“I’m making Christmas gifts,” one of my sisters told me a few years ago. “I just need to know your favorite hymn or worship song.”
“How can you even ask that of me?” I remember saying. “I’m a worship leader! I like too many songs to count!”
But if I was honest with myself, there was one song that had always resonated with me. It had been a favorite because of its rich harmonies and equally rich lyrics. In fact, I can remember raving about its depth while having lunch with a co-worker one day.
“I love “It is Well,” I said when asked about the hymn. “I mean the poetry of the lyrics: ‘When peace like a river attendeth my way, When sorrows like sea billows roll…’ Nobody writes like that anymore…”
My co-worker agreed. There was just something about the beauty of the lyrics and melody that melded into a song that had touched both of our hearts. And once I learned of the circumstances that inspired its writing, I was even more drawn to its message of hope.
I included “It is Well with my Soul” on The Dawn because I couldn’t imagine the project without it. Since the song is Public Domain, I knew I could record it without worrying about copyright infringement, and I would be free to put my own spin on this classic favorite. When Jenny agreed to play violin for the project, I knew this song had to be arranged to showcase her skill. There is something about piano and violin that grips at my emotions, and it was a combination that lent itself well to the track.
Most of the songs on The Dawn detail my journey to finding hope in the midst of sorrow. Although I didn’t write “It is Well,” I take ownership of the lyrics because I feel as if I have lived them and believe them beyond a shadow of a doubt. I may not have walked through the trials that Horatio Spafford experienced prior to writing “It is Well,” but I have found that I can identify with his sentiments. Yes, life can be filled with suffering and unimaginable grief, but no matter what, God is good, and we can say with full confidence that it is well.
Let me share with you the story of “It is Well with my Soul” and its writer, Horatio Gates Spafford.
Horatio Spafford and his wife Anna lived in the Chicago area in the 1860s. Spafford was a successful lawyer, prosperous businessman, and an investor in real-estate along Lake Michigan. He and his wife were blessed with five children, and he was a devout Christian.
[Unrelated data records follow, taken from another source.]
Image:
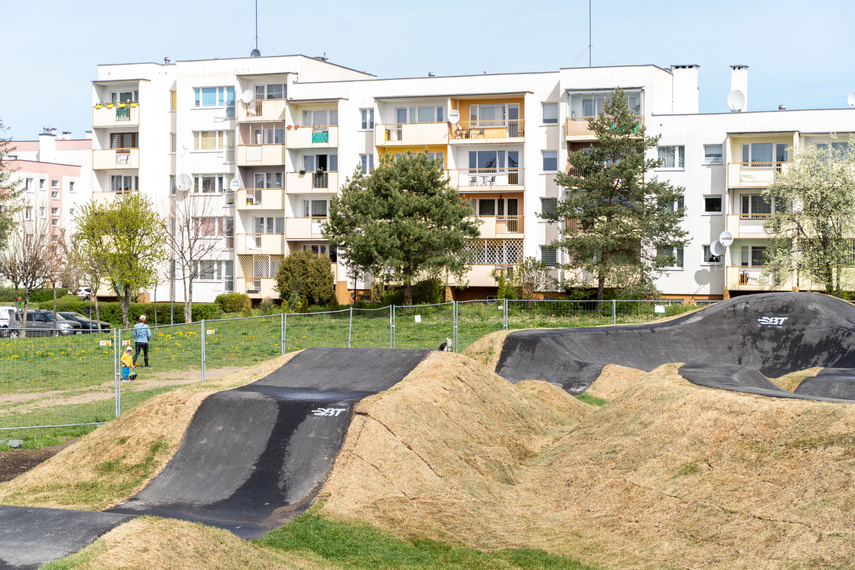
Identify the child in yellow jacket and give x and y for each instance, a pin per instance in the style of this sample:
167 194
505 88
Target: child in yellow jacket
127 364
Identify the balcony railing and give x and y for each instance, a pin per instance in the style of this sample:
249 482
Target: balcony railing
577 128
484 178
487 130
754 174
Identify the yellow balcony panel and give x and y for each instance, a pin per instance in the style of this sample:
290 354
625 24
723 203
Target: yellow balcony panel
754 174
487 179
116 159
261 155
577 128
747 225
260 199
505 131
311 182
260 244
257 287
410 134
262 110
312 137
304 228
126 115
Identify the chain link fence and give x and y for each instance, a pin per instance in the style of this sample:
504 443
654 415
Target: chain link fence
75 380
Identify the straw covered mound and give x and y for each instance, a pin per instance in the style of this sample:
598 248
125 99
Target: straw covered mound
665 475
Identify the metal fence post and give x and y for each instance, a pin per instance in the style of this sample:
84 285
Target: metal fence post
282 334
203 350
117 339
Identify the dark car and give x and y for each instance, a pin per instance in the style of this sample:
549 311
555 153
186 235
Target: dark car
88 325
41 323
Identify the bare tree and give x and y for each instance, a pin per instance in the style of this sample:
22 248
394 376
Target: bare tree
29 260
195 232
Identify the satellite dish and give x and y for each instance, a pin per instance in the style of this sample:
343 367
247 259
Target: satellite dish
183 182
736 100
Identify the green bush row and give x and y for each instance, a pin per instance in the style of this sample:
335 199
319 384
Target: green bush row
112 313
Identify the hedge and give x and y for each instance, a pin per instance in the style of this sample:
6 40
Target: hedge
112 313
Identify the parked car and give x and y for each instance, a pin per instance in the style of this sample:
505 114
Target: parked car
88 325
41 323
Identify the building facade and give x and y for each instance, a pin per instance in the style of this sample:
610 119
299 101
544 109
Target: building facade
251 151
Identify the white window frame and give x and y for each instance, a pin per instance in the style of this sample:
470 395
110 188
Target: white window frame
679 157
712 157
In 1871, Spafford’s investments and business dealings were ruined as a result of the great Chicago fire. In light of these significant losses, Spafford and his wife agreed to travel to Europe. But just as the family was about to depart, Spafford was delayed by some business transactions. He sent his wife and four daughters ahead of him, promising to meet them in England later.
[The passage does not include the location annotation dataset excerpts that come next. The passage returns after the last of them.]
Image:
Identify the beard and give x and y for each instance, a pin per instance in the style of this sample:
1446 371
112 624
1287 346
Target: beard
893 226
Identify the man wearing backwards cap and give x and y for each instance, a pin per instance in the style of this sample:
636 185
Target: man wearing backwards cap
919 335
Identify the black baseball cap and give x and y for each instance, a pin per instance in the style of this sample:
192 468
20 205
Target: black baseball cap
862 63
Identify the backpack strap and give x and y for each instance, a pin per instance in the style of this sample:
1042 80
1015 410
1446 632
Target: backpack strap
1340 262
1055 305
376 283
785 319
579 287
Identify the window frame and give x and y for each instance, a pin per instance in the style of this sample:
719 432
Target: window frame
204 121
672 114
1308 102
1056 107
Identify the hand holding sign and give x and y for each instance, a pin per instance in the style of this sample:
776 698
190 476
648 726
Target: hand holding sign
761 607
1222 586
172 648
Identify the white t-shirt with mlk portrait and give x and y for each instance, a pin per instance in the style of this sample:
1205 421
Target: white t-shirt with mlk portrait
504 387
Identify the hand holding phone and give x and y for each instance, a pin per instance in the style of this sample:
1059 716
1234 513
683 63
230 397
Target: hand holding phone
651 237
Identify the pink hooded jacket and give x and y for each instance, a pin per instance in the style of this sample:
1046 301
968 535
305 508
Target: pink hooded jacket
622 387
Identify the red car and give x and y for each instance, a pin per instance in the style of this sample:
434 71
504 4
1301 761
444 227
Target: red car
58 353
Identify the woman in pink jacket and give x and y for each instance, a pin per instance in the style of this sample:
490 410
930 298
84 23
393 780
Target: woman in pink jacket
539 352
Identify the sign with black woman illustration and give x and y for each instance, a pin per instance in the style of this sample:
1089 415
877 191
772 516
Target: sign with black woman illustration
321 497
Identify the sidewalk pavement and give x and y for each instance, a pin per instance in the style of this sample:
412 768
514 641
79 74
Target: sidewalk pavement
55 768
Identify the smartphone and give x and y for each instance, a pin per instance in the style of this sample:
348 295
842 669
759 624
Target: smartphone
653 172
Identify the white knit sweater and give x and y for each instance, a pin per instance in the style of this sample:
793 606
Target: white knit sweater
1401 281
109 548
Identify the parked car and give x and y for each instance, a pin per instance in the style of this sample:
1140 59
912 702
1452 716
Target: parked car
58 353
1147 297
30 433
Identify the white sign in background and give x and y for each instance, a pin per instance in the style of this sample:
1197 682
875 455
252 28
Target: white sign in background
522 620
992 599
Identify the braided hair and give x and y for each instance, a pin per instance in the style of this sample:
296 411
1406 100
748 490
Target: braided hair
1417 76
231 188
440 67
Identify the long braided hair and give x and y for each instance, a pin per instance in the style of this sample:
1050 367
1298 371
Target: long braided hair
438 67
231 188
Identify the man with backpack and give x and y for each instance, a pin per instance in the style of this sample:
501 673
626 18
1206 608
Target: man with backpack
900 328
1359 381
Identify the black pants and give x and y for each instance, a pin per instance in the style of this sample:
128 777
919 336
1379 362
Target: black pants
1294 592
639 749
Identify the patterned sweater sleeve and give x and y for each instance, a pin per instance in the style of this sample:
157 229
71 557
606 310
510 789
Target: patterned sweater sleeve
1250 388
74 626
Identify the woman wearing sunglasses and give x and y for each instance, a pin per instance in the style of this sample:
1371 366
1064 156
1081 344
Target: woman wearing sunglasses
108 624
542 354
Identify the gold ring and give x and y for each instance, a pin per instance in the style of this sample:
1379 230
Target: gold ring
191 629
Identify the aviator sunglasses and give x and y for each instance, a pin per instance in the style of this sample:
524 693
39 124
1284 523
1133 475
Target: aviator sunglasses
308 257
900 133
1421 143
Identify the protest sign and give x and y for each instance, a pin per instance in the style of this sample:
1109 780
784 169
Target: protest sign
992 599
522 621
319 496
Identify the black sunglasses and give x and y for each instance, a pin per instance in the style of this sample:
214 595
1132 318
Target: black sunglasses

While onboard the SS Ville du Havre, Spafford’s wife and daughters encountered great tragedy. The ship was struck by another vessel and quickly sank, resulting in the worst naval disaster to take place until the sinking of the Titanic almost forty years later. Spafford received a telegram from his wife Anna, conveying these simple words: “Saved alone.”
Soon after, Spafford boarded a ship to Europe in order that he might be with his grieving wife. It was as the ship passed over the place where the SS Ville du Havre had gone down that Spafford was inspired to pen the lyrics to “It is Well with my Soul.”
The Spafford family was later blessed with three more children, although they were not free from sorrow. Their only son contracted scarlet fever and later died. Life was certainly not perfect for Horatio Spafford and his family. In fact, one could easily say that they faced their fair share of unimaginable grief and pain. But from deep sorrow came a beautiful song that would later resonate with generation after generation. I am grateful for this timeless reminder that “Whatever my lot, Thou has taught me to say, “It is well, it is well with my soul.”